Sí, es libertad de quien dirige abordar el texto por donde mejor le parezca, darle importancia a cosas que quizá en la escritura se encuentren veladas, proponer otra forma de leer el texto, de acercarse a los personajes, a la situación, de hacerle ver al público que un texto clásico merece seguir llamándose así porque los conflictos que lo conforman están vivos aún. Sí, pero aquí no pasa nada de eso. Ni de eso ni de nada. Los mejores momentos que el elenco logra con el público están recargados en cuestiones externas a la obra, como la simpatía y la admiración que el público siente por tal o cual actriz. ¿Y qué se puede esperar cuando el elenco atiende más a satisfacer los gustos de un público ávido de encontrar en el escenario a sus estrellas favoritas de televisión? Ni siquiera el desempeño de una verdadera actriz como Aurora Molina puede salvar de la ignominia un montaje que a todas luces ha preferido andar por el camino de las fórmulas consabidas y la propuesta elemental. Dirigidas por José Solé, a quien más le hubiera valido leer y releer el texto de Lorca una buena docena de veces que atarragar la obra de campanazos evidentísimos antes del primer texto que reza: "Ya tengo el doble de esas campanas metido entre las sienes", estas actrices (la mayoría un mero puñado de conatos actorales) deambulan entre matices, tonos e intenciones que no apuntan ni a la uniformidad ni a la cohesión.

La casa de Bernarda Alba fue escrita en 1936, la guerra civil en España ya era un hecho. Pocos meses después de finalizarla, Lorca murió fusilado. Es su última obra. Y basta leerla para darse cuenta de que más allá de la anécdota de una mujer dominante y sus hijas solteronas, está el retrato de uno de los momentos más importantes de la historia de un país (el subtítulo "Drama de mujeres en pueblos de España" no se escribió porque sí). En efecto, es un drama, no una tragedia, por la razón sencilla de que para Lorca la tragedia se conformaba de elementos míticos que aquí están ausentes. Sin embargo, si atendemos a la catástrofe que aborda, a lo inexorable de la frustración de sus personajes, queda claro el género... bueno, así debía ser. ¿Dónde quedaron el autoritarismo y la represión de Bernarda (franquismo) y la sumisión y ansia de libertad de sus hijas (República)? ¿Por qué han preferido quedarse con el pre-texto que Lorca eligió para desentrañar uno de sus temas más personales y profundos, ése que seguramente lo acogió en el momento en que moría?

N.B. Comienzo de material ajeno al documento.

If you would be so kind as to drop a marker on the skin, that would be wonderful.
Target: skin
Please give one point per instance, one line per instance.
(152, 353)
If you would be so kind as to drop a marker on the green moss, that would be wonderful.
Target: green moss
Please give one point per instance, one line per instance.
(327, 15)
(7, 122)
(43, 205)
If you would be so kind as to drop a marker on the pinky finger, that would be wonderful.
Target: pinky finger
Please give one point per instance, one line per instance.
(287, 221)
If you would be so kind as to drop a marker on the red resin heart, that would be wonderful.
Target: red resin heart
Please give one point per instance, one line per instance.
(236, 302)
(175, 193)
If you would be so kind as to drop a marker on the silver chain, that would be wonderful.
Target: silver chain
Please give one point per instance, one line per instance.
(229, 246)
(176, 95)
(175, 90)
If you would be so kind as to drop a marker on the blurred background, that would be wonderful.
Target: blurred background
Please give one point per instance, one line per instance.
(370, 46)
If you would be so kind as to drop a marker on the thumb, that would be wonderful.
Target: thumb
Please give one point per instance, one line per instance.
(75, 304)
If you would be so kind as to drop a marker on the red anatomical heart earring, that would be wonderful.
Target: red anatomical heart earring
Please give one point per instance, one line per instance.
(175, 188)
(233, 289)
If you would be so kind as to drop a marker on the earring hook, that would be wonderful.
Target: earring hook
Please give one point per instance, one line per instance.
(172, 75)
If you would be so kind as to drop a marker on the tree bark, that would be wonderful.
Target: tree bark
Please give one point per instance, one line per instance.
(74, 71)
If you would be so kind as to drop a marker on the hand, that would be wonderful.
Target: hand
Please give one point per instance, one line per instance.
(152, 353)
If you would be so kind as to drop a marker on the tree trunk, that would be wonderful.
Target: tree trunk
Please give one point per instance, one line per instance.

Pero no hay peor montaje que el que no existe. Algo hay que apreciarle a esta Bernarda; al menos es una buena muestra de cómo se puede banalizar un texto brillante, de cómo puede hacerse de un texto dramático un buen apunte de guión telenovelero, que provoque uno que otro chistorete bobalicón y lagrimitas de cocodrilo, de ésas que tanto gustan recomendar en los programas de chismes y en las revistas del corazón.